Arturo Meza | El poeta de ningún lugar

Por: David Álvarez / @DavidAlv1

En el rock mexicano, diversos grupos han ocupado un lugar consagrado en la música, siendo baluartes por su calidad artística en discos o escenarios. Decenas de agrupaciones y solistas vienen a la memoria para ser puestos sobre el pedestal, principalmente aquellos que han tenido mayor valor mediático en televisoras o radiodifusoras y que han sabido ganarse al público que, expectante, mantiene los oídos atentos.

Dentro del campo musical existen, también, artistas que han logrado posicionarse lejos de los reflectores de los medios de comunicación para ser, como mitos o leyendas, reconocidos sólo de voz en voz y de escenarios en escenarios. Agrupaciones que han grabado en oro su nombre y que han colocado al rock mexicano -lo que eso signifique-, más allá de las fronteras que la dividen.

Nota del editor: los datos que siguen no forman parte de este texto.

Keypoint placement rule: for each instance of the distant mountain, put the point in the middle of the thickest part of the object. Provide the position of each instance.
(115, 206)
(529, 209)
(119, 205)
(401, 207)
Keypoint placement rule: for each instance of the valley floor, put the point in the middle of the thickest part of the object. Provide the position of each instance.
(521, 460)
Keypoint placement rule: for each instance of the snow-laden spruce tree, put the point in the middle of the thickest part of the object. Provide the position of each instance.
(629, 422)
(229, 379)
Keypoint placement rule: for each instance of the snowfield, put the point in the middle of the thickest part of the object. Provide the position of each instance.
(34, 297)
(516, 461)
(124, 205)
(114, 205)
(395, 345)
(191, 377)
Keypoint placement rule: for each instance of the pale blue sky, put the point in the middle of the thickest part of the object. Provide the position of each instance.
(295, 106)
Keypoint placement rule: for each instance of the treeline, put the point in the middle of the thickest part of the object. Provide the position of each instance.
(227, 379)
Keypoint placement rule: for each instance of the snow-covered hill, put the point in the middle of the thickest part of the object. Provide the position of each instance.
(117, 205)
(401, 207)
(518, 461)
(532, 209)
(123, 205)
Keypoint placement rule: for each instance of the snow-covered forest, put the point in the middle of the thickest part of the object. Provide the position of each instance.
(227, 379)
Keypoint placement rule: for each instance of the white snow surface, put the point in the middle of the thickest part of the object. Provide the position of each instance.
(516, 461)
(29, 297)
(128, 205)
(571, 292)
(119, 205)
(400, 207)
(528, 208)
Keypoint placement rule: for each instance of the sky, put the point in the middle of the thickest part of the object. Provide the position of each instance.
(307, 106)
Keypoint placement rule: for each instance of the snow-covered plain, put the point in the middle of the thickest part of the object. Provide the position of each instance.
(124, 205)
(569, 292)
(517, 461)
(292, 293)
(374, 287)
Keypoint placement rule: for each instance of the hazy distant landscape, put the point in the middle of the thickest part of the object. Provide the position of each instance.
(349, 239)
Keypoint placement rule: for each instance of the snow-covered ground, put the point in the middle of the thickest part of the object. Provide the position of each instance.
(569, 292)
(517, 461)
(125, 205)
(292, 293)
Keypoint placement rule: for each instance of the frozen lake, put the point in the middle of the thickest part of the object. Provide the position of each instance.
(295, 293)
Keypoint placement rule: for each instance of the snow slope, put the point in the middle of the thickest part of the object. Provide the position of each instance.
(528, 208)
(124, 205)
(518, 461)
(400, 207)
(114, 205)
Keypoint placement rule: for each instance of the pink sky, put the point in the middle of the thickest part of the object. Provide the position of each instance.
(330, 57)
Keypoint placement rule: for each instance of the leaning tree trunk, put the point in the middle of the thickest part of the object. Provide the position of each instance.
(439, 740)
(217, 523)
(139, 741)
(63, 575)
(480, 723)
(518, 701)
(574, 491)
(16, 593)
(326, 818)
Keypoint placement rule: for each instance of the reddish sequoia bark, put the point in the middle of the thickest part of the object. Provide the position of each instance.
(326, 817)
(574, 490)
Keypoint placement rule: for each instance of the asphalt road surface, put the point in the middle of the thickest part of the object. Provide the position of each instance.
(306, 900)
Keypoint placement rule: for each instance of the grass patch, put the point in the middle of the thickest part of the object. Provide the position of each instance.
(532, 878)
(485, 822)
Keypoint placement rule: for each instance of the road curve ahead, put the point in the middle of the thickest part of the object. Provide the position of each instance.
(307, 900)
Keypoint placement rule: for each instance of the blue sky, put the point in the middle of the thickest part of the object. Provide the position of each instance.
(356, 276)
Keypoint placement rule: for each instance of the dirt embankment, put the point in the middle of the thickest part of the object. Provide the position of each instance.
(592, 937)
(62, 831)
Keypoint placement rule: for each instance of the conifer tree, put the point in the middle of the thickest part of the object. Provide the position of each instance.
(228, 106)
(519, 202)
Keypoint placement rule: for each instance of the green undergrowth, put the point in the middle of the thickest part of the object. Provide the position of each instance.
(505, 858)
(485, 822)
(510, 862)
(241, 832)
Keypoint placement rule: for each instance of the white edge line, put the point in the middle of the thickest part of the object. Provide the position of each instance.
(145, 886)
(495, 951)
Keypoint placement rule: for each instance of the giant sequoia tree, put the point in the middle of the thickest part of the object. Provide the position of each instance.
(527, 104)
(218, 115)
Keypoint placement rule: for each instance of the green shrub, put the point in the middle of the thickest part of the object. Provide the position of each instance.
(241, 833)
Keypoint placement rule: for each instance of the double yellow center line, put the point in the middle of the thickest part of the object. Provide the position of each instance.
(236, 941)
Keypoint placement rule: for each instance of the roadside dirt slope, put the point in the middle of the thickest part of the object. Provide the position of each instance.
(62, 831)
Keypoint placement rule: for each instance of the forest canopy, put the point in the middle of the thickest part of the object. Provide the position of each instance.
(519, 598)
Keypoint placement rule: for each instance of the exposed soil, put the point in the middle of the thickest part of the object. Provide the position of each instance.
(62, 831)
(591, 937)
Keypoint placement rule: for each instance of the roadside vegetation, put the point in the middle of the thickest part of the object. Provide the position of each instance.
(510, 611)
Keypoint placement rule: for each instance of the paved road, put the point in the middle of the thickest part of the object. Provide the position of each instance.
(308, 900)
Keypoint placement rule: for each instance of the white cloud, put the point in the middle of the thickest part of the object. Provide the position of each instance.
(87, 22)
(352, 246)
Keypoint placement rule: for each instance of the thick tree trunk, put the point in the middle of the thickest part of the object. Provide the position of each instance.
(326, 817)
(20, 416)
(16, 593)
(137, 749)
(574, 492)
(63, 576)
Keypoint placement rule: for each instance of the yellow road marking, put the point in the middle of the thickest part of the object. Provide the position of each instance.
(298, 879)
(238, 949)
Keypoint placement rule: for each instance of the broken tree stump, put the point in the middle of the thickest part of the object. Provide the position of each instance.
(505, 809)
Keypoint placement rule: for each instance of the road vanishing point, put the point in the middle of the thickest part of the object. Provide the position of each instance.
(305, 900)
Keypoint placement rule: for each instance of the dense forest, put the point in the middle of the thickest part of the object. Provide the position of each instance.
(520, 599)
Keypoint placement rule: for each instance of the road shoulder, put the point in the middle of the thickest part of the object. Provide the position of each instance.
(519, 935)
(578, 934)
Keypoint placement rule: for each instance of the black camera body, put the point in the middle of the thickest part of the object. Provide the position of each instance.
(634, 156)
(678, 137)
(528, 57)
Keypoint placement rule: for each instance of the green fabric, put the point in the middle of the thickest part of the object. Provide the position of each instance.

Arturo Meza es uno de ellos; músico, poeta y compositor independiente, originario de Tocumbo, Michoacán, lugar de pescadores, nacido en 1956. Cuenta con 33 discos y 23 libros, sobresaliendo por  la musicalización de poemas de Rubén Darío, Jorge Luis Borges, Mario Santiago Papasquiaro, Julian Herbert, Nezahualcóyotl, Denise Levertov, entre otros, y enmarcado en lo que Rockdrigo González popularizó como el Rock rupestre, donde la guitarra, la armónica y la voz, bastan para atrapar los sentidos. Sin embargo, limitar la categoría musical de Arturo Meza es complicado, dada su experimentación con sonidos e instrumentos que le dan una tonada única a cada uno de los discos que ha producido, cuya diversidad va del folk al blues, de la música tradicional mexicana a la sinfónica y un largo etcétera, de la que destacan No vayamos a irnos sin el mar (1984), Sin título (1987), La Balada de Galaver (1993), Descalzos al Paraíso (1996), Criando Cuervos (1996), Borges: Homenaje en el centenario de su natalicio (1999), El 33 de este mes (2001) y La música escarlata (2007).

En el ámbito musical también hay tropelías, dicen, cometidas contra aquellos que, sin tanto barullo, se lanzan a la aventura musical independiente de la que sólo un pequeño sector logra apreciar en bares, cantinas, museos o eventos culturales de aquí o de allá. Y es cierto que estos artistas, refugiados entre callejones y cloacas, tampoco buscan algo más que hacer música, alejados por cuenta propia de la industria totalizante.

Arturo Meza es, y será, un referente de la música mexicana, el poeta de ningún lugar que estalla en vinilos, cassettes, CDs y Ipods, dejando en claro que, más allá del tiempo y las generaciones que fluyen, sigue dejando huella en los rincones, esquinas y avenidas donde se le escuche.